Outro notícia preocupante foi dada pelo mesmo Ricardo Feltrin, desta vez no site UOL. "Nas últimas semanas tanto a Kantar Ibope como a GfK começaram a divulgar alguns dados estatísticos a respeito do hábito de consumo dos telespectadores em outros aparelhos, que não as TVs. O Ibope, por exemplo, chegou a calcular que, em outubro, cerca de 5 milhões de indivíduos no Brasil assistiram a algum tipo de programa de TV de forma não-linear - o chamado TSV (Time Shifted Viewing) - por pelo menos 1 minuto. Ou seja, essas seriam as supostas pessoas que viram programas de TV por meio de 'on demand', ou deixaram atrações gravadas como futebol e novelas para ver depois, ou mesmo baixaram algum episódio de alguma série num pendrive, com a mesma finalidade".
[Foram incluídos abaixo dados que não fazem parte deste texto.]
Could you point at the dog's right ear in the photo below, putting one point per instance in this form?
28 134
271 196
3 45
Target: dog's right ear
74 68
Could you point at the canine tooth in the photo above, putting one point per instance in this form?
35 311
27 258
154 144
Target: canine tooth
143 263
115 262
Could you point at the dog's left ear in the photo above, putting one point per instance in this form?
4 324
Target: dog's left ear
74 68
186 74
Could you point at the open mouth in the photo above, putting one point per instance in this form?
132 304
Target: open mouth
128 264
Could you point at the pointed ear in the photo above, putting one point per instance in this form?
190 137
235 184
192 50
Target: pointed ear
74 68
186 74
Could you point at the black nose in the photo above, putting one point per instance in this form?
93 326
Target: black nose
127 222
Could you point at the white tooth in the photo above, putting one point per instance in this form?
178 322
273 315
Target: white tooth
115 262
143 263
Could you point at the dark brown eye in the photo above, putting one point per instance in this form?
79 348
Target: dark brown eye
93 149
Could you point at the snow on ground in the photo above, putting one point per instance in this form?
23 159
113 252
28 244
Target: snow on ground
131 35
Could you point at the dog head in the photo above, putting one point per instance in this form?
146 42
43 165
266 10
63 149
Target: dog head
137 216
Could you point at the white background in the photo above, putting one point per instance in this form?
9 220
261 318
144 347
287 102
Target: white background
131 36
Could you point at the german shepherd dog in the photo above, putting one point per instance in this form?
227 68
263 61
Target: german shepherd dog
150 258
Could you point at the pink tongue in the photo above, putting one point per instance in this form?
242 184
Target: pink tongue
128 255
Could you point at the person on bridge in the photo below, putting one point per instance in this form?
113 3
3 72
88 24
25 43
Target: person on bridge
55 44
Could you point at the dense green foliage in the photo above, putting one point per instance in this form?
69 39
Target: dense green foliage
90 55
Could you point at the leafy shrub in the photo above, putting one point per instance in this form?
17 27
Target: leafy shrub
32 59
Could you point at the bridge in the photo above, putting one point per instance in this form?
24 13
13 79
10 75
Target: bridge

Mesmo questionando a validade destes números, o jornalista concluiu: "Quase NINGUÉM no Brasil assiste a conteúdo de televisão em celulares, laptops ou outros aparelhos. Isso mesmo. Com raras exceções, como um ou outro trecho de capítulo final de novela, um jogo de futebol ou algum trecho de episódio de reality show culinário (como o 'Masterchef' da Band), as emissoras entram em 2017 sem conseguir arrastar seus telespectadores para as outras telas. Em outras palavras, a audiência de TVs abertas ou pagas nos chamados 'devices' é equivalente a um inexpressivo traço de audiência. Zero... Eis um grande problema para as TVs não só para 2017 como para os anos vindouros: como fazer o público consumir seus produtos em outros aparelhos que não o caseiro televisor?".